From my journal:
3rd cup. coffee. Yesterday was a good day, despite things “going wrong” like a Zoom meeting for a play reading that got hacked, a walk with the dogs that was cut short by rain, etc.
When I took Mocha out this morning, it was in the 40’s, bright sun, brisk wind. Windchimes ringing, grass greening, trees budding. I could almost hear singing “Life! Life! Life!” But does that cry, does “Life,” contain spirit? Or is it just, as Sartre claims, without pattern or direction? I go back and forth. Sometimes life seems to be purely material. But then what animates it? If what we call life has its source in a universal process that includes self-organizing, then “we were meant,” then there is intention, and the goal or direction of the process is shown/proved by the existence of the Dalai Lama, Gandhi, Jesus, and the love I feel when I am able to allow myself to be free of what I “know” about myself.
[Stuart Kauffman talks about the process of self-organization and the autocatalytic set theory in Complexity, p321. “Life is the natural expression of complex matter.
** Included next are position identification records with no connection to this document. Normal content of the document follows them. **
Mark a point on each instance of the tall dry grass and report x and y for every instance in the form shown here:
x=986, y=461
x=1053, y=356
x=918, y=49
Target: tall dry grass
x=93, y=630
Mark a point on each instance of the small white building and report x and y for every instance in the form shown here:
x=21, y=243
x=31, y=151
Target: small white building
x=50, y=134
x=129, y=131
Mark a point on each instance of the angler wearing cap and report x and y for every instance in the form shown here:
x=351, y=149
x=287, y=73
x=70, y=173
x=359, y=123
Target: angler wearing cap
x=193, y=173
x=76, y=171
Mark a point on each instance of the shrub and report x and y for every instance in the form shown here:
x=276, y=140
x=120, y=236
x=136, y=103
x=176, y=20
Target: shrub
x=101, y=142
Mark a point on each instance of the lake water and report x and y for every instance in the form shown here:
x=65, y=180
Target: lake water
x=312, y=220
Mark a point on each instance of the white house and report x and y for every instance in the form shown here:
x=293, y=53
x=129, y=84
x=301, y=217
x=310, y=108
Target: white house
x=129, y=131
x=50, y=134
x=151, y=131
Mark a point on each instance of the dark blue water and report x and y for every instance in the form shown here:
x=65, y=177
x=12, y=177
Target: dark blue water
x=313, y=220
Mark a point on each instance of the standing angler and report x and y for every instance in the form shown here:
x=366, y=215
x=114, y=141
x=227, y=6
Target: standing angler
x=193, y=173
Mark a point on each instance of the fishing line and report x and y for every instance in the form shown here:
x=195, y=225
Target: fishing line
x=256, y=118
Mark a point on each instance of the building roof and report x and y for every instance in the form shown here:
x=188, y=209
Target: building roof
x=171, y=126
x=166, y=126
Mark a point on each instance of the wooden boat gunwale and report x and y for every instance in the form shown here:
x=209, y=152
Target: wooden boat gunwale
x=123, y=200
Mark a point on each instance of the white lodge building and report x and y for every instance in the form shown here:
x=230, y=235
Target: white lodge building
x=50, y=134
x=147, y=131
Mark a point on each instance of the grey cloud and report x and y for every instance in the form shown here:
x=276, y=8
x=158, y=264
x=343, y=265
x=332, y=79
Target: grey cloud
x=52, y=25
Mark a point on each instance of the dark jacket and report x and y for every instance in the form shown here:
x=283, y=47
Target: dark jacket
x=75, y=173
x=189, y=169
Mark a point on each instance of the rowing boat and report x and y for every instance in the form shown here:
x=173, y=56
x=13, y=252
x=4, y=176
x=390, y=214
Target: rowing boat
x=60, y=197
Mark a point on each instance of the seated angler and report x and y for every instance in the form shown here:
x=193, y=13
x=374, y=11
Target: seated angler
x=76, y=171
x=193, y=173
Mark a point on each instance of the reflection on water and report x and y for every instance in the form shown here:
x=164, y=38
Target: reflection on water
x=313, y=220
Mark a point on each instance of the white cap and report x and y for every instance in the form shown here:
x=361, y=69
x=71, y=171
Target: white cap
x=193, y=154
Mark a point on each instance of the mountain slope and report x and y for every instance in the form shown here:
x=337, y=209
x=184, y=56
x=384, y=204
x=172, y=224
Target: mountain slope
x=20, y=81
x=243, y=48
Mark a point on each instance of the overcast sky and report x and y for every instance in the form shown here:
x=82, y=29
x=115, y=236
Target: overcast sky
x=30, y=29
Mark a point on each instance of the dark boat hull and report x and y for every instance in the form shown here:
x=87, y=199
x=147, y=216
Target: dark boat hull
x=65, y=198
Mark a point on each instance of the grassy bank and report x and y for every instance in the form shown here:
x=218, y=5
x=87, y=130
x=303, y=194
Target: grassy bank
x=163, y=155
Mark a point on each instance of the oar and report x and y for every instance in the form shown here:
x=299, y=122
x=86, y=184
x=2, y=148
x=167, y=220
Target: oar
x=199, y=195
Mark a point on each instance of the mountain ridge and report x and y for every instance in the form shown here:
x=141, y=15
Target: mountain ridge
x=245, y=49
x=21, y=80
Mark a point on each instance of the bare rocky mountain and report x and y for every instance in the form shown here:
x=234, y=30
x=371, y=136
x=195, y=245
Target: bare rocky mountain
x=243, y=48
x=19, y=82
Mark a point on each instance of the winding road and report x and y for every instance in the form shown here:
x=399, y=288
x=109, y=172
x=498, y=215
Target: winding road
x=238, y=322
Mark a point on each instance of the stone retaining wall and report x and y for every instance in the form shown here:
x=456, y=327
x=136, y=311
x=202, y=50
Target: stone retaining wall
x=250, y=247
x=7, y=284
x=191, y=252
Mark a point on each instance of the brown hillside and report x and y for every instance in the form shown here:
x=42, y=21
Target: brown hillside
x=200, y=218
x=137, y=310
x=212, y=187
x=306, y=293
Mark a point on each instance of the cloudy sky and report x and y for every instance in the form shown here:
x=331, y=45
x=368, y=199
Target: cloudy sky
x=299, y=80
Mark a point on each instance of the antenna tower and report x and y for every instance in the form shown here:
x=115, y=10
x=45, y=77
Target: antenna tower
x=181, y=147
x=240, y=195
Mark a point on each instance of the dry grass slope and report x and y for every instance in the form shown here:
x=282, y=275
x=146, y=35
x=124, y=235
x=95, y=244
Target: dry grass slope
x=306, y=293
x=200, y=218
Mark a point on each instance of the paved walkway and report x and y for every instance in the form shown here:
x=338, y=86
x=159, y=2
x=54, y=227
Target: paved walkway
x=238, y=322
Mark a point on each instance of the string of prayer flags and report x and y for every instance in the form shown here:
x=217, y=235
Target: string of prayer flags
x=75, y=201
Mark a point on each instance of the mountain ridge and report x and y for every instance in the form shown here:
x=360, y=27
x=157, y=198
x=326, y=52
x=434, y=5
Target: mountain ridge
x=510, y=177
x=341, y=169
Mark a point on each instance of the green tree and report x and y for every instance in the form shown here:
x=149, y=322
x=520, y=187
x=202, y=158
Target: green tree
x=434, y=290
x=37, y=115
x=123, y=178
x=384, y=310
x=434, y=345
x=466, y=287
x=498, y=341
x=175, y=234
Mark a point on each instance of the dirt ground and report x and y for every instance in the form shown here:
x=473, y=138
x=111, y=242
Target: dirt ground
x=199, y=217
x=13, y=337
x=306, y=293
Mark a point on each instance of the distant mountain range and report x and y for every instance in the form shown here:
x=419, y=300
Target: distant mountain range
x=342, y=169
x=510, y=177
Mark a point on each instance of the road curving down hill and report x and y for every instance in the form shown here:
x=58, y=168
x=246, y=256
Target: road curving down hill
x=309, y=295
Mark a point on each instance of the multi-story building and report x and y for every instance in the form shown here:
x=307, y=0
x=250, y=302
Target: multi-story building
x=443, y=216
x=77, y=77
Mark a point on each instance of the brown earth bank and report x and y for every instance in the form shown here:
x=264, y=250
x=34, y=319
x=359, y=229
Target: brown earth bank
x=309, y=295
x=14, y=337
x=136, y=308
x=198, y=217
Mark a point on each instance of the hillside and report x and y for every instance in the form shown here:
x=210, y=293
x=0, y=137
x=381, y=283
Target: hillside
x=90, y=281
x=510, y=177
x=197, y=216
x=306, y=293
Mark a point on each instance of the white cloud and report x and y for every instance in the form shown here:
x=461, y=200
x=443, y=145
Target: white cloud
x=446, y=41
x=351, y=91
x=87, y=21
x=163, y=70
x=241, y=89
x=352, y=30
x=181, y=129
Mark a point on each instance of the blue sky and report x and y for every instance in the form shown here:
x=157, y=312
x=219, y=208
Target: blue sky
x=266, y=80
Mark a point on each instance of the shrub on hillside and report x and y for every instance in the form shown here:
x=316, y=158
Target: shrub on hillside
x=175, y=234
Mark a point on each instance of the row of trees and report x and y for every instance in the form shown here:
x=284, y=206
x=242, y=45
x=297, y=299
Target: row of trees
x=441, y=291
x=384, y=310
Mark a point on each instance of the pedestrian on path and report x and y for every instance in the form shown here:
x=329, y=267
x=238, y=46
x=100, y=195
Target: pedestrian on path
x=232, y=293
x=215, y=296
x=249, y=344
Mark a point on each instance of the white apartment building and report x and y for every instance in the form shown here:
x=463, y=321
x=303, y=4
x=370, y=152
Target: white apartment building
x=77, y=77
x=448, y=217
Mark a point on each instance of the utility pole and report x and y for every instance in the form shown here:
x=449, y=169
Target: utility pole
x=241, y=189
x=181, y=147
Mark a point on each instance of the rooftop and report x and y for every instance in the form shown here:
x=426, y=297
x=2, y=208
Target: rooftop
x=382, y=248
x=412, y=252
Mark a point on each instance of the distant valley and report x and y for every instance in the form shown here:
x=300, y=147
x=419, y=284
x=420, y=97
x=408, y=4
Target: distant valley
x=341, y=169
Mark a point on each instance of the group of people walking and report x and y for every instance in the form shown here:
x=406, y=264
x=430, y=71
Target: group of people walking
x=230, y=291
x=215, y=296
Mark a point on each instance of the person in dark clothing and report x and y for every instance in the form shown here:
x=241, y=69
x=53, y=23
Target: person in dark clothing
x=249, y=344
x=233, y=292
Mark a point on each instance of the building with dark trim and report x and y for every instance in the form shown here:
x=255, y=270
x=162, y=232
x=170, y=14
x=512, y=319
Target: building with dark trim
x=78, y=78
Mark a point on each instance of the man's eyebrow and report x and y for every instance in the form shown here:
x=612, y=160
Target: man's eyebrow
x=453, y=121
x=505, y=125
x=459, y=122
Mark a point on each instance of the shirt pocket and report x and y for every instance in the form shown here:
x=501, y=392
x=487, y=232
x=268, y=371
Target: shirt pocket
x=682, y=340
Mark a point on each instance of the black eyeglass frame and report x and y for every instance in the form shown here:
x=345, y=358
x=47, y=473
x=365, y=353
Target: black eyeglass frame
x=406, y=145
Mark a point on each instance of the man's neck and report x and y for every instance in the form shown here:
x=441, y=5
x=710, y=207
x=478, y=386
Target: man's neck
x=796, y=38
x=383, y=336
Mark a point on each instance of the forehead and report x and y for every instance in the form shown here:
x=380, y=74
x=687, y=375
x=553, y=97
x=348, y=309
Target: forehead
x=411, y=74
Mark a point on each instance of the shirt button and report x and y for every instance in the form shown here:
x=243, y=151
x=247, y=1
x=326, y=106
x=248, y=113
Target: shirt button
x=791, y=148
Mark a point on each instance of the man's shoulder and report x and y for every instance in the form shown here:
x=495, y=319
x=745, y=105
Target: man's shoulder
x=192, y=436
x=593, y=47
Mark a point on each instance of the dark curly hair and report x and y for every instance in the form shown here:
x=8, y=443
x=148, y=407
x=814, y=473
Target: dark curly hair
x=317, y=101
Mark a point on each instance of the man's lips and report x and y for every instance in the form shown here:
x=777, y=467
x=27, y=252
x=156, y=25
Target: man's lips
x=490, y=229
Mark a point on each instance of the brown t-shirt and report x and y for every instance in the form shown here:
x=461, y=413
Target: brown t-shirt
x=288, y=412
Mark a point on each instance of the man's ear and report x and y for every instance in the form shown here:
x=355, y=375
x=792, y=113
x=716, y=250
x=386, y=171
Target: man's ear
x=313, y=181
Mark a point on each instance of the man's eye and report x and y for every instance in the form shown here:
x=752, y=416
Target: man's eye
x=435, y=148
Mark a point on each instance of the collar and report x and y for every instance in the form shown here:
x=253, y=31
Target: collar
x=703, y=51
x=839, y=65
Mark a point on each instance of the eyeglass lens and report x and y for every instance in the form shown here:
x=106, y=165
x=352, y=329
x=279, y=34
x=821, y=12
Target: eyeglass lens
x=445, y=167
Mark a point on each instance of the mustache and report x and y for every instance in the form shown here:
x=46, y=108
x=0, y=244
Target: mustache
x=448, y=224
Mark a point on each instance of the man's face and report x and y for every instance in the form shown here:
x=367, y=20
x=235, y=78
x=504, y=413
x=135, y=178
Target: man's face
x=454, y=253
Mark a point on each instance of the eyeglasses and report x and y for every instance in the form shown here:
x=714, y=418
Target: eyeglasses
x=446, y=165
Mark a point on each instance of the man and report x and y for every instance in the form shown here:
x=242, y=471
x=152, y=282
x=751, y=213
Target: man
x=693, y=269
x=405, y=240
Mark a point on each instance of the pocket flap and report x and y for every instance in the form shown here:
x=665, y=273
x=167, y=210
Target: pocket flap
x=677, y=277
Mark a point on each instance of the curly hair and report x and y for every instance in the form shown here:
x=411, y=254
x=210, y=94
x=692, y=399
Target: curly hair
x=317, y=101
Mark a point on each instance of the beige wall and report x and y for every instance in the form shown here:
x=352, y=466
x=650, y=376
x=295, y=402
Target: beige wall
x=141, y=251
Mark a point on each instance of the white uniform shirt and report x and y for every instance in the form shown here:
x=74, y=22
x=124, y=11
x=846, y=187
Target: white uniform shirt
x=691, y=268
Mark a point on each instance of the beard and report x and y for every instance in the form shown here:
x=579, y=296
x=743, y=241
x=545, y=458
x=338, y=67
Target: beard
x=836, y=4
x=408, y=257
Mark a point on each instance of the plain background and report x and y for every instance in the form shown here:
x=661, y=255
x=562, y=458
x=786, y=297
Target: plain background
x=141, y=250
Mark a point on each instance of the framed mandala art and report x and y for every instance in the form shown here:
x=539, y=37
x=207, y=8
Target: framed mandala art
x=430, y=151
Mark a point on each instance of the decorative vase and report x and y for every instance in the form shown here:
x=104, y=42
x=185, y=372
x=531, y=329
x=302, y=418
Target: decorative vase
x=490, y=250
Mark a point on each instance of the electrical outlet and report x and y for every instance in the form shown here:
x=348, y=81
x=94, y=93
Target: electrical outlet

It’s a very deep property of chemistry and catalysis and being far from equilibrium. And that means that we’re at home in the universe. We’re to be expected. How welcoming that is! How far that is from the image of organisms as tinkered-together contraptions, where everything is bits of widgetry piled on top of bits of ad hocery, and it’s all blind chance. … we make the world we live in with one another. We’re participants in the story as it unfolds. We aren’t victims and we aren’t outsiders. We’re part of the universe, you and me, and the goldfish. We make our world with one another.”]
I’ve been reading Stephen Levine, Meetings at the Edge, and getting an enormous amount out of it. Working with a therapist who had a client wound his wife badly, kill someone, and then commit suicide, he says “If you are working on yourself to examine jealousy and fear and self-protection, then you are the best therapist for this fellow who is feeling these same confusions. It’s all just the braille method — until we each participate in our wholeness, we must just feel our way along moment to moment, practicing deeply the forgiveness and investigation that brings us closer to our true being. Speaking more and more from a sense of what is appropriate in the moment, letting go of attachment to ‘results,’ to that ‘appropriateness’ working. You just do what you do as work on yourself, deepening the compassion and love, letting go of the fear and knowing that keep us so isolated.”p52
Yes, “feeling our way,” using intuition and improvisation, is the totally appropriate way to work with a complex adaptive process. Which is what life is. Which is what the pandemic is. Which is why we are dealing with it so badly, coming from a culture addicted to prediction and control. What is truly amazing is that so many people are coming from a place of compassion and generosity. And that itself shows me that compassion and generosity are built into the “pattern” for the human. If “survival of the fittest” were really the foundation, there would be total chaos and violence.
“Complex Adaptive Systems are dynamic systems able to adapt in and evolve with a changing environment. It is important to realize that there is no separation between a system and its environment in the idea that a system always adapts to a changing environment. Rather, the concept to be examined is that of a system closely linked with all other related systems making up an ecosystem. Within such a context, change needs to be seen in terms of co-evolution with all other related systems, rather than as adaptation to a separate and distinct environment.” From MIT papers. The difficulty with them is that there are so many factors interacting that it’s not possible to predict what will happen in the future with any accuracy. One common metaphor is “If a butterfly flaps its wings in China, it will change the weather in North America a few days later.”